|
|
|
|
|
by tedmiston
2932 days ago
|
|
You should write one from scratch to get a deeper understanding of how hard it is to return highly relevant results quickly. Tokenizing, stemming, bag of words, and tf-idf for ranking get you to an MVP, but then you realize how good production grade search engines are today. Solr is good. I've been wanting to try Lunr [1] for small sites. [1]: https://github.com/olivernn/lunr.js |
|
We wrote our own search engine at that point. You are right that there are a lot of little “devil in the details” issues. But overall it was a fun experience.
This was needed to support some specific machine learning workflows in the search ranking process — which could not be used if we paid the high latency cost to first get preliminary results in Solr.
So we took a “create your own index data structures” approach with index data (both the normalized bag of words vectors and companion data like boolean filters), which allowed us to highly optimize the initial broad ranking query. Latency was low enough that it allowed the time cost of calling follow-on machine learning services.
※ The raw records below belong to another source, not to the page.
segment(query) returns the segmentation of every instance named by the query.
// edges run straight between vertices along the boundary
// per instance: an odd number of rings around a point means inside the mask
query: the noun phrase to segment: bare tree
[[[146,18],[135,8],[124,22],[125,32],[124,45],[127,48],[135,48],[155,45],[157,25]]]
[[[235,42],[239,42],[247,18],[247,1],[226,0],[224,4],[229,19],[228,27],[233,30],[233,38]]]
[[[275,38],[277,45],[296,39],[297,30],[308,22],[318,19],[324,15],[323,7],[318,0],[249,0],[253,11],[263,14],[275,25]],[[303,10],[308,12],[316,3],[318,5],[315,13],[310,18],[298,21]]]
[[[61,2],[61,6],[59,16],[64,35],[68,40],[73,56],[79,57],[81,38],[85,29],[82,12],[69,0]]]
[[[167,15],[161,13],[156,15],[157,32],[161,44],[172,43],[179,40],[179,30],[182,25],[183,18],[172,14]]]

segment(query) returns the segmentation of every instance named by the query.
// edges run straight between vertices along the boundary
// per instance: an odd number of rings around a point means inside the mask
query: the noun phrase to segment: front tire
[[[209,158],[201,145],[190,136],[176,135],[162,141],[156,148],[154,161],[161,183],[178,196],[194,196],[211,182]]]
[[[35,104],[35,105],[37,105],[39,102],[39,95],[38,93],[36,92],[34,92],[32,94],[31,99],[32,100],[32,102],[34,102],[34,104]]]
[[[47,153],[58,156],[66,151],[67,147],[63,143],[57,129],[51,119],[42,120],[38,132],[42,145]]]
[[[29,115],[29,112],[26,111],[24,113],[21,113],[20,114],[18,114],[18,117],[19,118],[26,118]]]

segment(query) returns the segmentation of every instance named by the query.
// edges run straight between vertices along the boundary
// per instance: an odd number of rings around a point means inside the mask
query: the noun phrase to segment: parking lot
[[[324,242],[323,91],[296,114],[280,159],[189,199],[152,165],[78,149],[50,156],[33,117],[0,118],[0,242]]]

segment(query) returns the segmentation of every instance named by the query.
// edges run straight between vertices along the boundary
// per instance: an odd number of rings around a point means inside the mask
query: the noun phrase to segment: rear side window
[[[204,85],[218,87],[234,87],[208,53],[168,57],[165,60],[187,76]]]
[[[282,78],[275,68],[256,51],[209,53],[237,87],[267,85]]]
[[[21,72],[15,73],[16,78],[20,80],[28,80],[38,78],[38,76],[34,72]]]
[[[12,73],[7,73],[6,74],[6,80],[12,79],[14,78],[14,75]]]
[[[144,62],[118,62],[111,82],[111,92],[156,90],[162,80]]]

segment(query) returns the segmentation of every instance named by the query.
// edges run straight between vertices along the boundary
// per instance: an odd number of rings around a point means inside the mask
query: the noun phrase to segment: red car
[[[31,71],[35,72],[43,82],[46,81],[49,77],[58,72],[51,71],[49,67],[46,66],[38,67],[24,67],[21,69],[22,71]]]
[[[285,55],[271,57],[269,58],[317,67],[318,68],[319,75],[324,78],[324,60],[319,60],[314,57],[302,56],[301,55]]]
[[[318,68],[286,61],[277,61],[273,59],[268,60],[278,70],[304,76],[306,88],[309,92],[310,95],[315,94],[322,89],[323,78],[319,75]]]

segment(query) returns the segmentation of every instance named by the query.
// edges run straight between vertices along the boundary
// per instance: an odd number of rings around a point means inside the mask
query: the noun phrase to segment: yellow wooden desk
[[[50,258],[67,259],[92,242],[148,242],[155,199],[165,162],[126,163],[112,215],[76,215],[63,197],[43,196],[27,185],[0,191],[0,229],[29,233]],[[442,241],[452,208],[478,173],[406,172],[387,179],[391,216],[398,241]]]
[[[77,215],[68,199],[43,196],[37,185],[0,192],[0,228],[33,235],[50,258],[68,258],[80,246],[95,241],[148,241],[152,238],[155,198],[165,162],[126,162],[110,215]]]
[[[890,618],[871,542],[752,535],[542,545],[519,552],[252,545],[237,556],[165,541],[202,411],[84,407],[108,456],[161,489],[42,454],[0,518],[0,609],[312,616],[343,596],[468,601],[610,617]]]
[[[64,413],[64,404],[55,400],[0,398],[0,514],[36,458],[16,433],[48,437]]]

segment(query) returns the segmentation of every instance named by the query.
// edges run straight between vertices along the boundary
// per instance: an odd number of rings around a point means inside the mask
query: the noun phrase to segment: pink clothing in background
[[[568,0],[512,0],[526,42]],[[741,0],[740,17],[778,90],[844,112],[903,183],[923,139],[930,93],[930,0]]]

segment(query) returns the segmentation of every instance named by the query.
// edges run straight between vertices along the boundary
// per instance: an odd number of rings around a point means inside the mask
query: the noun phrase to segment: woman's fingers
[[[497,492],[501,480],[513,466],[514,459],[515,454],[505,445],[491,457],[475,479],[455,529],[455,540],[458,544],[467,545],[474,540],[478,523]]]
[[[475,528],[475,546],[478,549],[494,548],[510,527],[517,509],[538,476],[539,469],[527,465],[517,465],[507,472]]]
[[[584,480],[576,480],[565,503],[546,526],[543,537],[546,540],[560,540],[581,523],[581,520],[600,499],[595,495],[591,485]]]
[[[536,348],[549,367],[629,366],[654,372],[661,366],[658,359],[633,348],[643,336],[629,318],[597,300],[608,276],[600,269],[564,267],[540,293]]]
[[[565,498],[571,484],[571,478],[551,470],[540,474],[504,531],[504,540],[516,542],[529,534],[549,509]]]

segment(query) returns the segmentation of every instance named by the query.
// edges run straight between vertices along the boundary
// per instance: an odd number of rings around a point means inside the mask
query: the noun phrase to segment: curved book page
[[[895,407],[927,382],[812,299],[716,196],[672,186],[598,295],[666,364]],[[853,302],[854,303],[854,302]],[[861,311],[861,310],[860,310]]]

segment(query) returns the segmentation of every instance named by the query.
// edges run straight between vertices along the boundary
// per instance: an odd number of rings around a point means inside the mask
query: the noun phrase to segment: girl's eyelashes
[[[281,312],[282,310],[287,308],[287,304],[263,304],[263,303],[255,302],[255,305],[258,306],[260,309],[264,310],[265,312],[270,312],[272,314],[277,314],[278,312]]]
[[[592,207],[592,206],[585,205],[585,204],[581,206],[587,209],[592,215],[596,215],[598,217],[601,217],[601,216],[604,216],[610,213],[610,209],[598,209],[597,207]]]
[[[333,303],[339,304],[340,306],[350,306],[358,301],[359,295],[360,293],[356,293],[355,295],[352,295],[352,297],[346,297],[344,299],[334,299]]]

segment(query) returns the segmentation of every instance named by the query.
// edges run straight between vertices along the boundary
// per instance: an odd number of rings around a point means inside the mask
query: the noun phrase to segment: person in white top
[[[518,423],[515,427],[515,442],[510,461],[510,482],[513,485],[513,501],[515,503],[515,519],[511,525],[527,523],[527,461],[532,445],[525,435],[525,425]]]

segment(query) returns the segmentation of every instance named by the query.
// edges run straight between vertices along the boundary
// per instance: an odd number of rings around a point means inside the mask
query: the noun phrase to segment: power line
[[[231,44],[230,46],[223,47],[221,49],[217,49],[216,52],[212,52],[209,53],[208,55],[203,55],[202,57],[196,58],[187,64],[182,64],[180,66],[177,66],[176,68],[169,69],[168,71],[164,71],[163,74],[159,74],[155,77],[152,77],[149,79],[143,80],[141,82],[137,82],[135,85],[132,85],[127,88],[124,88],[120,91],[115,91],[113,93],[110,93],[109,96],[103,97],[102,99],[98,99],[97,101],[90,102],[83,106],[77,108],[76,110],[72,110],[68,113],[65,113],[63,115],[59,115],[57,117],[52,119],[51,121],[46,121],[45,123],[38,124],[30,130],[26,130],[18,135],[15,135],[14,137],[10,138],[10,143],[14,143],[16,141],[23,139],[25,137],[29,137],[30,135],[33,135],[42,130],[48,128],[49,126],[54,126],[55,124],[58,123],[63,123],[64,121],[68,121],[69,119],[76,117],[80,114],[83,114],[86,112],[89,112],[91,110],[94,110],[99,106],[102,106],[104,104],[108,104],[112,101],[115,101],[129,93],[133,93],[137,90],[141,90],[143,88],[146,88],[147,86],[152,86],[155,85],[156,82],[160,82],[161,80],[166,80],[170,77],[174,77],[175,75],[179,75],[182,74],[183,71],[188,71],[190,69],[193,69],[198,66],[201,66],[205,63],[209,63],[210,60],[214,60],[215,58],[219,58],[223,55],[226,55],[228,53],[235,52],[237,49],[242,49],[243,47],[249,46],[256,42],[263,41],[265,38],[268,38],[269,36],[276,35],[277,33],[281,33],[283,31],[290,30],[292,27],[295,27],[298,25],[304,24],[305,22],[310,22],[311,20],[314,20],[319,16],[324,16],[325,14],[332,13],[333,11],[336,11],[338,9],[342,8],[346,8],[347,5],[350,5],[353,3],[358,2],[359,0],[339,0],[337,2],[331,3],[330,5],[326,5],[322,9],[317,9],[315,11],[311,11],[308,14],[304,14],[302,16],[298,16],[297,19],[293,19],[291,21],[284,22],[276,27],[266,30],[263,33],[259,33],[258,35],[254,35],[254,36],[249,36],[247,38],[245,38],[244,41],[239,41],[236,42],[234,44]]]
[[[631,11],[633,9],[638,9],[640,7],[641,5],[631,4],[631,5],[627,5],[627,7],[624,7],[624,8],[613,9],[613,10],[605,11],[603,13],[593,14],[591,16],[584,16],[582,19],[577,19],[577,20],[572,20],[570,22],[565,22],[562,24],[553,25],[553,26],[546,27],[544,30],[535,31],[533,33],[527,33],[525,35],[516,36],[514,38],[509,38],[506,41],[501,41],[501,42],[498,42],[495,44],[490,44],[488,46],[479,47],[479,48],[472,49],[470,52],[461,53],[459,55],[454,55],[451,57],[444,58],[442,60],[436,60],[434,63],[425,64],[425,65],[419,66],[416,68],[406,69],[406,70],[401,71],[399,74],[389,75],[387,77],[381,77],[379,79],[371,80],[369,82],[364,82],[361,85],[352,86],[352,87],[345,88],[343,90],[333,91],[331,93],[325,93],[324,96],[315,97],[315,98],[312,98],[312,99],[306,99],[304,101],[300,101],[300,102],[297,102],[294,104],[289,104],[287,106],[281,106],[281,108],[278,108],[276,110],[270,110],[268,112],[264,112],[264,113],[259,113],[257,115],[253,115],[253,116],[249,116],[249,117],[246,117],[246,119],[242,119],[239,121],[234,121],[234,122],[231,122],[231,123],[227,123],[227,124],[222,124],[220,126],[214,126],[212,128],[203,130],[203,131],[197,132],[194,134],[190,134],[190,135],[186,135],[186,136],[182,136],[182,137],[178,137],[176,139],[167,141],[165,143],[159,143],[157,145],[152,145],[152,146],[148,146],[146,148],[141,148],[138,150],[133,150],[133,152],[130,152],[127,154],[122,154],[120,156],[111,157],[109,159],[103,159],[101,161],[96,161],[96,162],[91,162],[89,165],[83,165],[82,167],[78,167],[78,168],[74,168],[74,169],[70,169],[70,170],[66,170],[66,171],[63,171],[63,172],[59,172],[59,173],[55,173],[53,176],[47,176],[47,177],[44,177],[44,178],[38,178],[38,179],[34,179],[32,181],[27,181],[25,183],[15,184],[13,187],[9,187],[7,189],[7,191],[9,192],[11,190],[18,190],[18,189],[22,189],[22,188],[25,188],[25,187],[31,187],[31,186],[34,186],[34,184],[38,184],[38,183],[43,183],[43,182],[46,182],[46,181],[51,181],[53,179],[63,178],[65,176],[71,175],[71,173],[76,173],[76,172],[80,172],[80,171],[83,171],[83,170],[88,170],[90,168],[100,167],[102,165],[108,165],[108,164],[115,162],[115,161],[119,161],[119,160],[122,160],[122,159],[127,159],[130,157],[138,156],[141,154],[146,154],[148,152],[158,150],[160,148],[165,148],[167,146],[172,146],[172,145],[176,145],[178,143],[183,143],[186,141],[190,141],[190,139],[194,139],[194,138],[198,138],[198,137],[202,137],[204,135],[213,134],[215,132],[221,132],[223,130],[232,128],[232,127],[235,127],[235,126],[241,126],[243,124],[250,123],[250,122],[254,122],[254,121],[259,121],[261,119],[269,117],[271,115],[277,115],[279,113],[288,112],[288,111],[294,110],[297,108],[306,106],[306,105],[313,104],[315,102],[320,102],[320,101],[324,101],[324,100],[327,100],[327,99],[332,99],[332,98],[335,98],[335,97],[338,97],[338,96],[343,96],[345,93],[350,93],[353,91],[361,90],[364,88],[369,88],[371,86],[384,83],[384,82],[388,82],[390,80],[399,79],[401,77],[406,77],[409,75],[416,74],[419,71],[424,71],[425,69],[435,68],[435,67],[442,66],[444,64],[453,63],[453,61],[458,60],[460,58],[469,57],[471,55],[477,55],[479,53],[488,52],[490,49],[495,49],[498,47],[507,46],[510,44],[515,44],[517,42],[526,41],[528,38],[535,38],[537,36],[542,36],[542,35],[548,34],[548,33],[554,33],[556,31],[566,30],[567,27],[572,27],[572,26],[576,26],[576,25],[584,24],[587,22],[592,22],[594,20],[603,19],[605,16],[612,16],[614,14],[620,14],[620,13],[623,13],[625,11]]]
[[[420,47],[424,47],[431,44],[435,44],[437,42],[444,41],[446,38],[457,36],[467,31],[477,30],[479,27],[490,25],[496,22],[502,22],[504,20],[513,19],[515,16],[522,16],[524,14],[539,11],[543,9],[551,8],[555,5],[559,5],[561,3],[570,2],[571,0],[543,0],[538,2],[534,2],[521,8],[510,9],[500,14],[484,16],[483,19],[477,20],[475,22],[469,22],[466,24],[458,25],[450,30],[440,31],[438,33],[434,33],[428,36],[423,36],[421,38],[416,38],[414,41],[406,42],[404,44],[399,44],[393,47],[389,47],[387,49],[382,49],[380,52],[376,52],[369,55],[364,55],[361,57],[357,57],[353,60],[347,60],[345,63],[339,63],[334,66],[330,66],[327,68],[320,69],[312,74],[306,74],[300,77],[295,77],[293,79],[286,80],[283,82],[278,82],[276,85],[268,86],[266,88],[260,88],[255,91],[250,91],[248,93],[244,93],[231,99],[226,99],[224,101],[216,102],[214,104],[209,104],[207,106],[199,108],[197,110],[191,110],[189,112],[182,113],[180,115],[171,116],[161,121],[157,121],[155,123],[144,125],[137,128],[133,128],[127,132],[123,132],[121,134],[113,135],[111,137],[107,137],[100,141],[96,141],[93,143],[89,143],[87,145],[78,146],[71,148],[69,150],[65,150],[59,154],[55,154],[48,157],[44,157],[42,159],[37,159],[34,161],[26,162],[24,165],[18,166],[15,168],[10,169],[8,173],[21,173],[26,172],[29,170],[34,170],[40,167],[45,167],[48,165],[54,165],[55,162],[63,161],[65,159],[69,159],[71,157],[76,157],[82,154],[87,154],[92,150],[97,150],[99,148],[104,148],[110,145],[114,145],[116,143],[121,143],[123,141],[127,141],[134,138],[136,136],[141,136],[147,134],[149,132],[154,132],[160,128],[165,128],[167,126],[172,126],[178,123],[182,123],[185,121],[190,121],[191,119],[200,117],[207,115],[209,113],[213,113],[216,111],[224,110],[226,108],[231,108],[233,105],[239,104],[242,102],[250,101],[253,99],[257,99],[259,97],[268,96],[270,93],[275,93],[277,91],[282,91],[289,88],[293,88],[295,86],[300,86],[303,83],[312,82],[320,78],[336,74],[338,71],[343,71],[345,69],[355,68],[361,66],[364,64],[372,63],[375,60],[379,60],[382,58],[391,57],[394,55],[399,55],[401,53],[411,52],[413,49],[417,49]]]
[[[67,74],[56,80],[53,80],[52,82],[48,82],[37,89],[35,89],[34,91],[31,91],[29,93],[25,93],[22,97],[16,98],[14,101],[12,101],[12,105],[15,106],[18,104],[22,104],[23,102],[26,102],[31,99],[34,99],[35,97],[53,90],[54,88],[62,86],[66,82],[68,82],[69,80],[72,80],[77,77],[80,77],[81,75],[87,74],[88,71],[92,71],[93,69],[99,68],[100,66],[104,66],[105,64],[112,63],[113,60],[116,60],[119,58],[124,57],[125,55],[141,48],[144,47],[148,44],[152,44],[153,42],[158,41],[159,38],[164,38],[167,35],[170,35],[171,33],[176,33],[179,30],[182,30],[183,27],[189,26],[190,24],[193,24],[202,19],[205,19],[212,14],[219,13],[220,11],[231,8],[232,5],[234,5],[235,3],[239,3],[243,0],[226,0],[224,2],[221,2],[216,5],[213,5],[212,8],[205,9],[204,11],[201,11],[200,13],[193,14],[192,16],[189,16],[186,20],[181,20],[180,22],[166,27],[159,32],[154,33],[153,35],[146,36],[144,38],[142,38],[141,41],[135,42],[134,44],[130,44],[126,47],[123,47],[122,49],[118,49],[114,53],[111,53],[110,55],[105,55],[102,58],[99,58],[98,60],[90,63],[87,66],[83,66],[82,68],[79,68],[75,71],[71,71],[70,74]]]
This was for a fairly high-traffic product search engine at an online retailer. It ended up working very well and over a span of about two years we eventually rolled all search traffic onto the in-house platform, even the parts not needing the machine learning services, and our query latencies went down across all our traffic, and we retired the original Solr implementation.
Wouldn’t be the right choice for everyone, but it informs my opinion a lot about the worthwhileness of creating an in-house search engine to specifically replace Solr. I’d suspect a lot of medium-sized or large companies running Solr should seriously consider it.